Volusion Robots.txt File

May 21st, 2009

Tags:

The robot.txt (http://www.robotstxt.org/) is a publicly available file and when used properly is a very good way to control what search engines crawl and what they don’t.

“Who cares. I’d rather watch the grass grow…”

Well, if you are using Volusion, then you may. Volusion has .asp pages that are sometimes tied to parameters (i.e. “?” and “&”) which are based on session/query stuff which, in turn, can generate a ton of URLs all with the same TITLE and META data. You will have lots of URLs all looking the same essentially. You will end up having quasi-duplicate content and the best policy, regardless of how you read into Google’s duplicate content policies, is to minimize as much of it as possible.

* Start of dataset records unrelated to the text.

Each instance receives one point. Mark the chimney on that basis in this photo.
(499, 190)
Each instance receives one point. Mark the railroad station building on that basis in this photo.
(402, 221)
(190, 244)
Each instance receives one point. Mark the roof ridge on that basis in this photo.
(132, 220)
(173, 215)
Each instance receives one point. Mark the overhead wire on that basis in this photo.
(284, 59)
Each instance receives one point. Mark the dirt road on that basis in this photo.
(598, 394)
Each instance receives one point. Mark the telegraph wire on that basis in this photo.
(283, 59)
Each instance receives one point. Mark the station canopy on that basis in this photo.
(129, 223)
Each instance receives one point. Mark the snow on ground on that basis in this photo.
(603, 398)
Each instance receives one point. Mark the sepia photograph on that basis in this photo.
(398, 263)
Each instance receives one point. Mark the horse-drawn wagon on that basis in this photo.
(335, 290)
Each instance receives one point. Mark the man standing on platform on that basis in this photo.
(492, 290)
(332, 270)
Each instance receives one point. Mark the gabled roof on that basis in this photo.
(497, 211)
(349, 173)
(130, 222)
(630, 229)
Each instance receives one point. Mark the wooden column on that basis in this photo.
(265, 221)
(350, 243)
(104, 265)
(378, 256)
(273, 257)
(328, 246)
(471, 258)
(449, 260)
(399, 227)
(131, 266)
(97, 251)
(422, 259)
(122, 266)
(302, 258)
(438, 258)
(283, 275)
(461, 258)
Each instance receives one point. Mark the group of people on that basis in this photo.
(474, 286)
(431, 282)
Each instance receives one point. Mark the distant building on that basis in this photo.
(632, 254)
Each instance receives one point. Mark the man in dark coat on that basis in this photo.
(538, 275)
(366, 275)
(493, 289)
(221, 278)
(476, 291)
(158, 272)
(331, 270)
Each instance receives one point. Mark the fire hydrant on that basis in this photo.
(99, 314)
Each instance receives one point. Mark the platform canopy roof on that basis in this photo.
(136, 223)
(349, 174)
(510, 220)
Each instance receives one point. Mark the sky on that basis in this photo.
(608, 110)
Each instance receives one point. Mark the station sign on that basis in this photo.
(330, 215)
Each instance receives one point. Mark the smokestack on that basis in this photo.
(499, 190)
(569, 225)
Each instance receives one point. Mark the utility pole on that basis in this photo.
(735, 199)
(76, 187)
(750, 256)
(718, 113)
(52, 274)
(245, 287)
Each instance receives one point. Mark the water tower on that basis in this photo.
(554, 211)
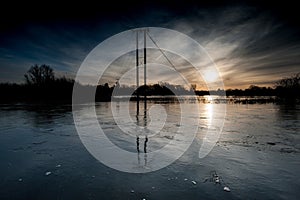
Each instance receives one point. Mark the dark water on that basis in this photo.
(257, 157)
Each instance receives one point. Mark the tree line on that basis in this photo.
(41, 85)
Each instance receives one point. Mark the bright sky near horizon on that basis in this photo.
(250, 42)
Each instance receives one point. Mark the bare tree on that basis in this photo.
(39, 75)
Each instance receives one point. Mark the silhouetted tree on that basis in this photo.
(289, 87)
(39, 75)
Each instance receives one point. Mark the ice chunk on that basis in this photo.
(48, 173)
(226, 189)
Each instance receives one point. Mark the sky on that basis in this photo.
(251, 43)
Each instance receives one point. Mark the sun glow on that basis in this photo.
(210, 75)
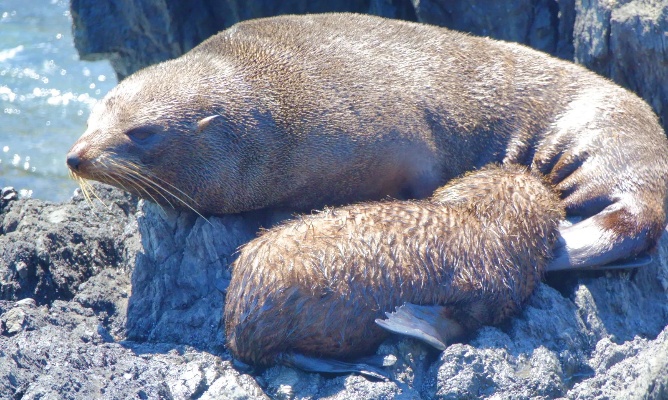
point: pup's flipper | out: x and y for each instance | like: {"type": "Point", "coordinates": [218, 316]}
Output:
{"type": "Point", "coordinates": [592, 244]}
{"type": "Point", "coordinates": [426, 323]}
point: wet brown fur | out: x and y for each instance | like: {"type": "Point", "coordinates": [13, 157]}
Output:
{"type": "Point", "coordinates": [315, 285]}
{"type": "Point", "coordinates": [337, 108]}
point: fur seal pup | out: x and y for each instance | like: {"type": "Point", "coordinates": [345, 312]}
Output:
{"type": "Point", "coordinates": [314, 286]}
{"type": "Point", "coordinates": [299, 112]}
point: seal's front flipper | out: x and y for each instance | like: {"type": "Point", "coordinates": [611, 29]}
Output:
{"type": "Point", "coordinates": [426, 323]}
{"type": "Point", "coordinates": [634, 262]}
{"type": "Point", "coordinates": [331, 366]}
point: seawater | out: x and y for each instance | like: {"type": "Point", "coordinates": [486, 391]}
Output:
{"type": "Point", "coordinates": [46, 94]}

“Duplicate content on a site is not grounds for action on that site unless it appears that the intent of the duplicate content is to be deceptive and manipulate search engine results.”- Google

Why leave it to guess work when you can finally control something yourself by writing some exclusion rules thereby giving Google more relevant content.

What now?

Dont’ freak out. Simply edit your robots.txt file in your SEO area (/admin/SEOFriendly.asp). Your goal here is to DISALLOW all* search engines from crawling these pages/patterns.

You can also add your googe_sitemap.asp to your robots.txt file and tell the Google com’n'get it (or submit your google_sitemap.asp via the webmaster tools).

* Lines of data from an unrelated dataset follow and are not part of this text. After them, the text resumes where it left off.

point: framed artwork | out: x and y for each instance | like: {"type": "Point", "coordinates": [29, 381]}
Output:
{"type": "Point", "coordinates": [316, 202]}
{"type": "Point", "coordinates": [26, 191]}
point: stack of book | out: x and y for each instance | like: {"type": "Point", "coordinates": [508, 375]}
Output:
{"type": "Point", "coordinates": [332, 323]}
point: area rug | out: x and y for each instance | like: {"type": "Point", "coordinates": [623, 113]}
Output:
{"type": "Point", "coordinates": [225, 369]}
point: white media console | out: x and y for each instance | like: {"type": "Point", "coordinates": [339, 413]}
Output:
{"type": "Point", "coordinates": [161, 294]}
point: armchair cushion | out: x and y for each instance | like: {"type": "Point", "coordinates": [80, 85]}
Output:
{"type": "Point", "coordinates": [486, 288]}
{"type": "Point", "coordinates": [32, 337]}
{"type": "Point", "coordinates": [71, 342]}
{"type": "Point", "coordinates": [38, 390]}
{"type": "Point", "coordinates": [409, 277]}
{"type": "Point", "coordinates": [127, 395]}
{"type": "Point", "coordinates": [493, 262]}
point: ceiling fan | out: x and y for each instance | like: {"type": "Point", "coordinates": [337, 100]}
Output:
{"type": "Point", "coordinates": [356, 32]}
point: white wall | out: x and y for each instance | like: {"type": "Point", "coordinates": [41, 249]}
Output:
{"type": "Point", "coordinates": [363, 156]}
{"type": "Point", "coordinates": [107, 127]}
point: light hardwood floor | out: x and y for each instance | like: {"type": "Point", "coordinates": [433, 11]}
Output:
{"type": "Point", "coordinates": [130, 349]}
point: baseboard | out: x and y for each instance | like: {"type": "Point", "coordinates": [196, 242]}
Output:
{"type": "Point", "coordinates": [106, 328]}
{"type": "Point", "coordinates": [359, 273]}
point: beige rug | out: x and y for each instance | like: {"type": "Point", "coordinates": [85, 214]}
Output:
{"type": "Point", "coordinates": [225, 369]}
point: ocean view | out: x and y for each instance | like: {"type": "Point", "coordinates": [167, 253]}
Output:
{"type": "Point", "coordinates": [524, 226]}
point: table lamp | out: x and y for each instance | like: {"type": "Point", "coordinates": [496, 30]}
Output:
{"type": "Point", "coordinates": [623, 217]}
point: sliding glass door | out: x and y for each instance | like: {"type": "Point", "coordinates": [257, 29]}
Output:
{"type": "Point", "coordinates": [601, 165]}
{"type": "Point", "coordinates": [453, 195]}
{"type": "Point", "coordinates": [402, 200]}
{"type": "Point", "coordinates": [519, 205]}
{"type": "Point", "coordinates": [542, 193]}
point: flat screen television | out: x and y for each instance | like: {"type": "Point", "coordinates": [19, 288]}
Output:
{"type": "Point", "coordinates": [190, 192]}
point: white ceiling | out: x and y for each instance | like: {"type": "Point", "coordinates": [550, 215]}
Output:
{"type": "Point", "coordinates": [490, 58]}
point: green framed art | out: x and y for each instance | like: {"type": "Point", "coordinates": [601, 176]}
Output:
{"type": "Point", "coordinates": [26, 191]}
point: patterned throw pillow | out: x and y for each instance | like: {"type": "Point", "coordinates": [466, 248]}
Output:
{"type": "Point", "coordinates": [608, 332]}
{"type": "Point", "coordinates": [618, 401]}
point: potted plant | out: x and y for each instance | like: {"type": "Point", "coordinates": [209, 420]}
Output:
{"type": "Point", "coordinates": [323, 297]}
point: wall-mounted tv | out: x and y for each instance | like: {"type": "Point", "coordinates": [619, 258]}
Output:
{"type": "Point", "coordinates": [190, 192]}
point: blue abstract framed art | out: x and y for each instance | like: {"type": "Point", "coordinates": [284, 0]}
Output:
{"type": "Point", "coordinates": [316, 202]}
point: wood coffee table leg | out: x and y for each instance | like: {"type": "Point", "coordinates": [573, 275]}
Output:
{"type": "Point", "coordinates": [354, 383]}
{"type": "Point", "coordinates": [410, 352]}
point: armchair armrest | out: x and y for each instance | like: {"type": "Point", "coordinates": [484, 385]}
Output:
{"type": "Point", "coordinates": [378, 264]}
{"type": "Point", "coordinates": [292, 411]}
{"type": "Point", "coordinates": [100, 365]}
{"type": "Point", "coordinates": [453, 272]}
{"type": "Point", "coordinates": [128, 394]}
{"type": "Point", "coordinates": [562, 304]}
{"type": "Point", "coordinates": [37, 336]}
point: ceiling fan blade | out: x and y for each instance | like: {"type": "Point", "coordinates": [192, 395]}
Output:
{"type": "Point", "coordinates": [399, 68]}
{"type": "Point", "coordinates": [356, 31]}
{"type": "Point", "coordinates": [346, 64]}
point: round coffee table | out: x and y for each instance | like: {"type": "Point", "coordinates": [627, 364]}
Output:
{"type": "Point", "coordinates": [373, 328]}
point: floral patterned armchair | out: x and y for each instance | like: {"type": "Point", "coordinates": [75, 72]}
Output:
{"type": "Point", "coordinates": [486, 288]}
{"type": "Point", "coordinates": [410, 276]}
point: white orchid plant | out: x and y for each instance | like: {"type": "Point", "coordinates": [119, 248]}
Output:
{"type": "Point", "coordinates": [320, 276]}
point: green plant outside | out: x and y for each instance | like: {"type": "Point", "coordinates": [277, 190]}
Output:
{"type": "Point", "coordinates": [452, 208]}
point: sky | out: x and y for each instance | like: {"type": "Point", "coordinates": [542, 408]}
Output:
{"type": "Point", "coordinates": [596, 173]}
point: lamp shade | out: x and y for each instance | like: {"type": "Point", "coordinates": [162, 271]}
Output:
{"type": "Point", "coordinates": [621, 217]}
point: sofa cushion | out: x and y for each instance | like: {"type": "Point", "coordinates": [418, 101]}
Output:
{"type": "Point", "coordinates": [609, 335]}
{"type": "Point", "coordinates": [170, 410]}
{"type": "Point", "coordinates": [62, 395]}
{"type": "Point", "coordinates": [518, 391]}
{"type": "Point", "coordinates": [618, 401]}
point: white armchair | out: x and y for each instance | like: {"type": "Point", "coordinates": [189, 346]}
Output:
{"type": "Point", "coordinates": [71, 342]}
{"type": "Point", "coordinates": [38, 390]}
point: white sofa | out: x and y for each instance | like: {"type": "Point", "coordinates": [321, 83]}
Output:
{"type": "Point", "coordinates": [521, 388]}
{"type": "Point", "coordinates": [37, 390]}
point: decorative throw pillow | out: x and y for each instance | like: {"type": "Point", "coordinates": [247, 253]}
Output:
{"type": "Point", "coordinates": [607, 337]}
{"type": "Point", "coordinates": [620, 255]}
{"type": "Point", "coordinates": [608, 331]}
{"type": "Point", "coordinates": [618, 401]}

Here’s the robots.txt I use.

Sitemap:http://www.YOURSITE.com/google_sitemap.asp

User-agent:*
Disallow: /cgi-bin/
Disallow: /AccountSettings.asp
Disallow: /Affiliate_info.asp
Disallow: /Affiliate_signup.asp
Disallow: /Affiliate_thankyou.asp
Disallow: /catalog_subscribe.asp
Disallow: /donate.asp
Disallow: /EmailaFriend.asp
Disallow: /Email_Me_When_Back_In_Stock.asp
Disallow: /FileUpload/TextObject.aspx
Disallow: /GiftOptions.asp
Disallow: /help.asp
Disallow: /Help_EmailBetterPrice.asp
Disallow: /Help_FreeShipping.asp
Disallow: /kb_results.asp
Disallow: /login_sendpass.asp
Disallow: /Login.asp
Disallow: /mailinglist_subscribe.asp
Disallow: /mailinglist_unsubscribe.asp
Disallow: /myaccount.asp
Disallow: /MyAccount.asp
Disallow: /OrderFinished.asp
Disallow: /one-page-checkout.asp
Disallow: /orders.asp
Disallow: /ProductDetails.asp
Disallow: /PhotoDetails.asp
Disallow: /PlaceOrder.asp
Disallow: /Returns.asp
Disallow: /Register.asp
Disallow: /Receipt.asp
Disallow: /SearchResults.asp
Disallow: /ShoppingCart.asp
Disallow: /shoppingcart.asp
Disallow: /Terms.asp
Disallow: /Terms_privacy.asp
Disallow: /Ticket_List.asp
Disallow: /Ticket_New.asp
Disallow: /TrackPackage.asp
Disallow: /WishList.asp

Note: As of this post, Volusion does not have a robots.txt file for both it’s SSL and regular layers. Only one, so you are not able to write a special one for https. It’s not terribly common for this to happen but searching for site:www.yoursite.com always brings up some interesting things.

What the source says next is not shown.